Die Menschen in den einfachen Vierteln, Natifs und Bourgeois, wollen nicht länger den Bankiers, den schmarotzenden Rentiers, den großen Patrizierfamilien unterworfen sein. König Ludwig XVI., der eine Demokratie vor den Toren seines Reiches fürchtet, nennt die Genfer «die Wütenden».

Die erste demokratische Revolution Europas in der Schweiz

Dabei wüten sie gar nicht. Die, so schreibt Daniel de Roulet, „erste demokratische Revolution Europas“ verlief friedlich - dauerte aber nur knapp drei Monate. Durchsetzen konnten sich die neuen Ideen erst Jahre später.

Denn Anfang Juli 1782 jagten die Genfer Patrizier mithilfe von konterrevolutionären Franzosen, Sarden und Schweizern die frühen Revolutionäre aus der Stadt.

„Aber diese erste Revolution, die ist auch nicht in Genf bekannt“,

sagt Daniel de Roulet und zeigt in der Genfer Altstadt auf die historischen Kanonen, die dort vor dem alten Zeughaus ausgestellt sind und noch heute zum Einsatz kommen - in Erinnerung an die Restauration von 1814.

„die Kanonen, die Sie da sehen. Jedes Mal am 31. Dezember schießen wir diese Kanone für die Restauration. Die Patrizier, die lokale Macht von vorher ist wieder an die Macht gekommen, hat all diese revolutionäre Sachen weg. Das wird heute noch gefeiert. Die Hauptfeier von Genf ist La Restauration.“ 

De Roulet aber interessiert sich für die „revolutionären Sachen“. In „Die rote Mütze“ erzählt er vom Schicksal der 1782 aus Genf verjagten Revolutionäre - und von einem weiteren wenig bekannten Kapitel der Schweizer Geschichte: Samuel, einer der jungen Revolutionäre, verdingt sich als Söldner.

Nur wenige im Regiment von Châteauvieux wollten Soldat werden. Manche von ihnen hatten Schulden, eine Familie zu ernähren, oder es war auf ihrem Hof das Heu gegoren, Feuer ausgebrochen und am Morgen trotz des Schnees alles verkohlt und qualmend. Der Rekrutierer hatte sie gedrängt, sein Formular zu unterschreiben. Er nennt es treffend Kapitulation.

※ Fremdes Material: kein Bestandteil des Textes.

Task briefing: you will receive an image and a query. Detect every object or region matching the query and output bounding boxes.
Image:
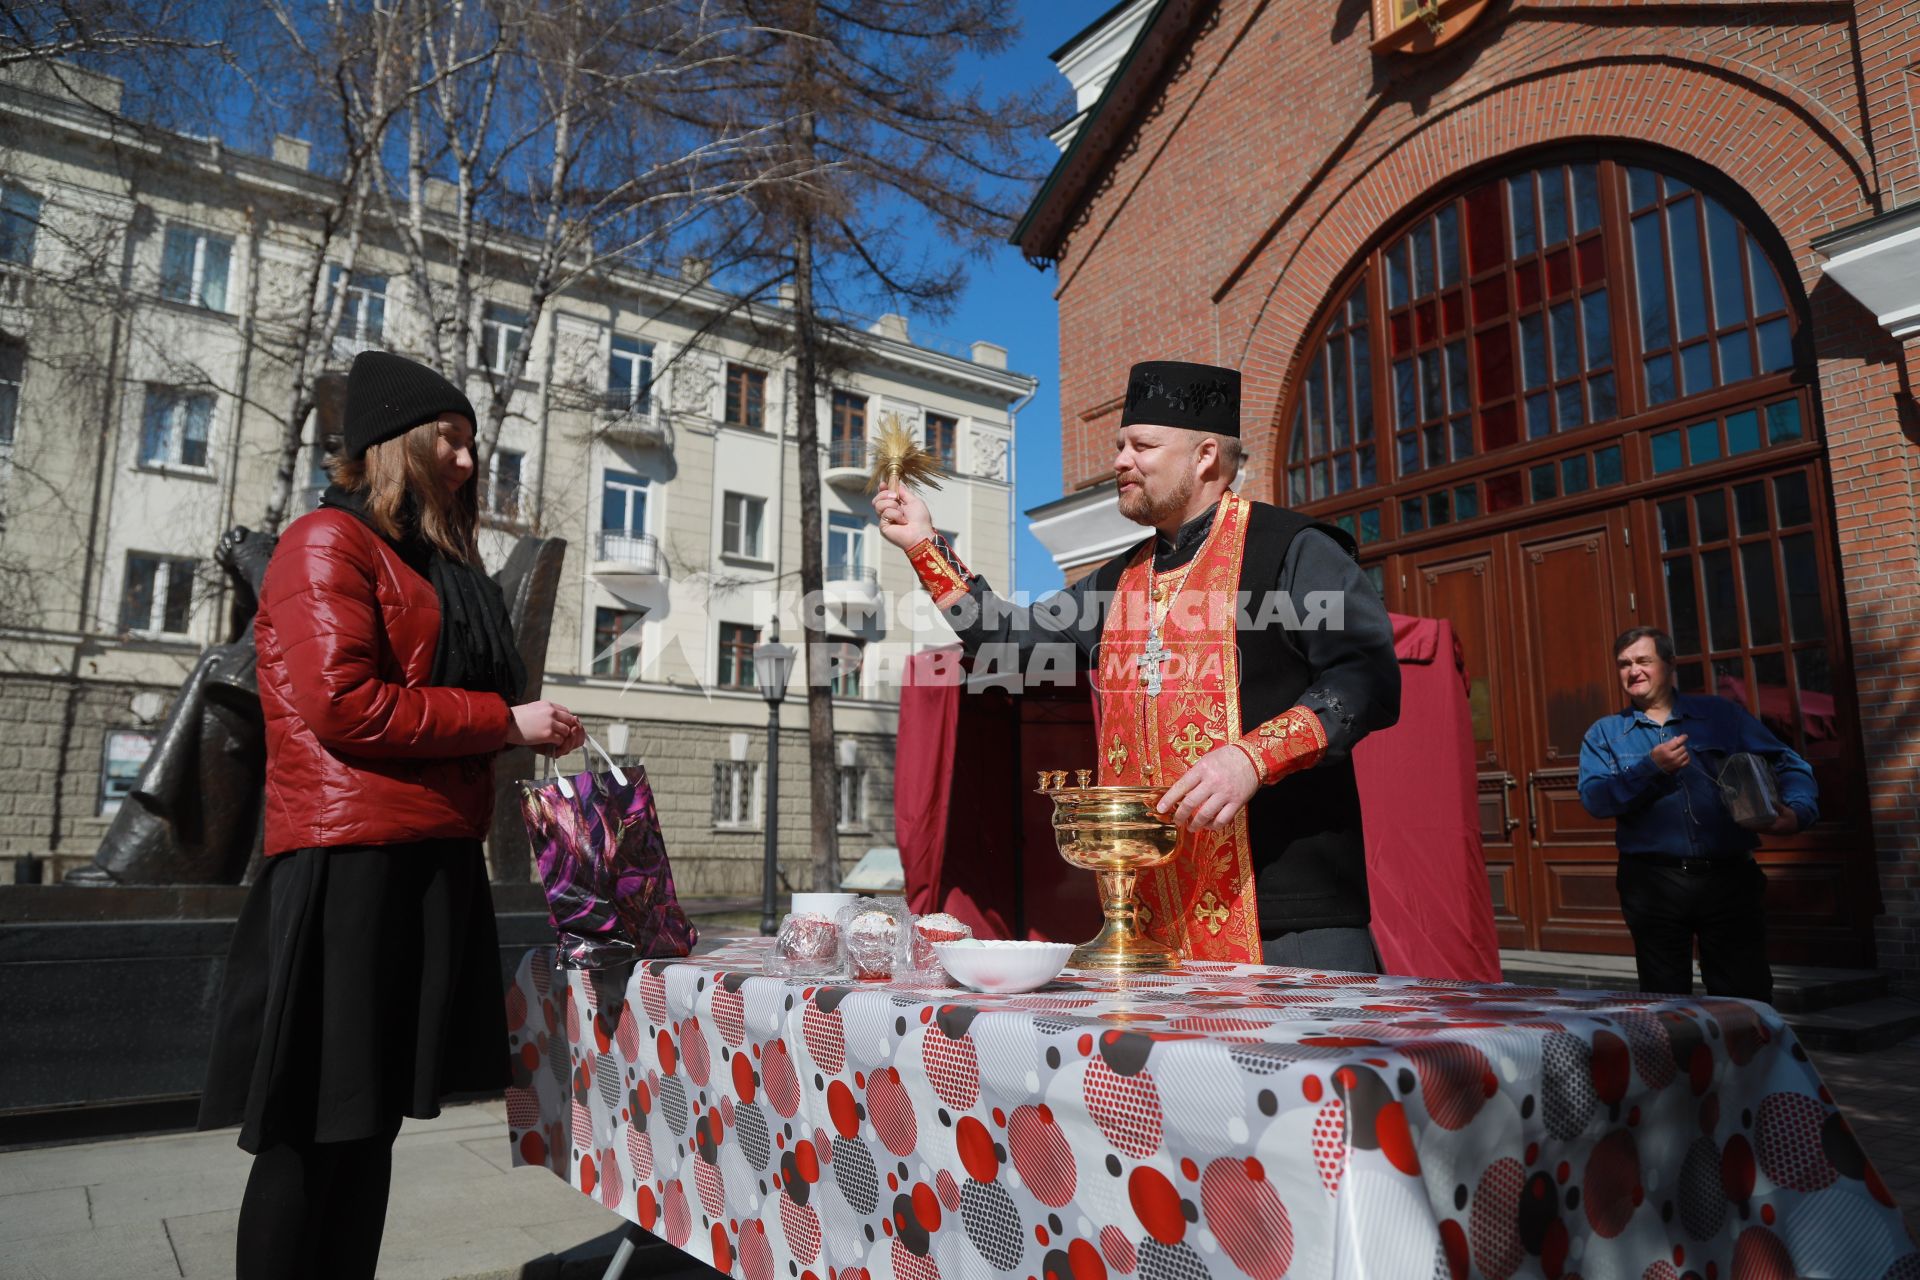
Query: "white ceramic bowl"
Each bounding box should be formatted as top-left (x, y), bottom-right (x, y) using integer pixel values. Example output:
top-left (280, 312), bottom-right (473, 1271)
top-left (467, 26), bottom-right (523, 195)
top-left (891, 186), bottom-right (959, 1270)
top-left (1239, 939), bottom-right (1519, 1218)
top-left (791, 892), bottom-right (859, 918)
top-left (934, 940), bottom-right (1075, 994)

„Für die Leute, die arm waren und keine Möglichkeit hatten, war der Söldnerdienst der Schweizer eine sehr wichtige Sache. Da waren mehr als 2 Millionen Schweizer als Söldner in ganz Europa gegangen und die waren berüchtigt und und teuer verkauft - also richtig als Söldner. Und du hast überhaupt keine Möglichkeit. Was? Wofür kämpfst du eigentlich? Und das ist eine richtige Geschichte.“

Revolutionäre Schweizer Söldner im Diest des Königs

Und was für eine: Die revolutionären Söldner aus Genf müssen nämlich 1789 in Paris ausgerechnet den französischen König verteidigen. Aber als ihnen dann der Sold verweigert wird, meutern sie.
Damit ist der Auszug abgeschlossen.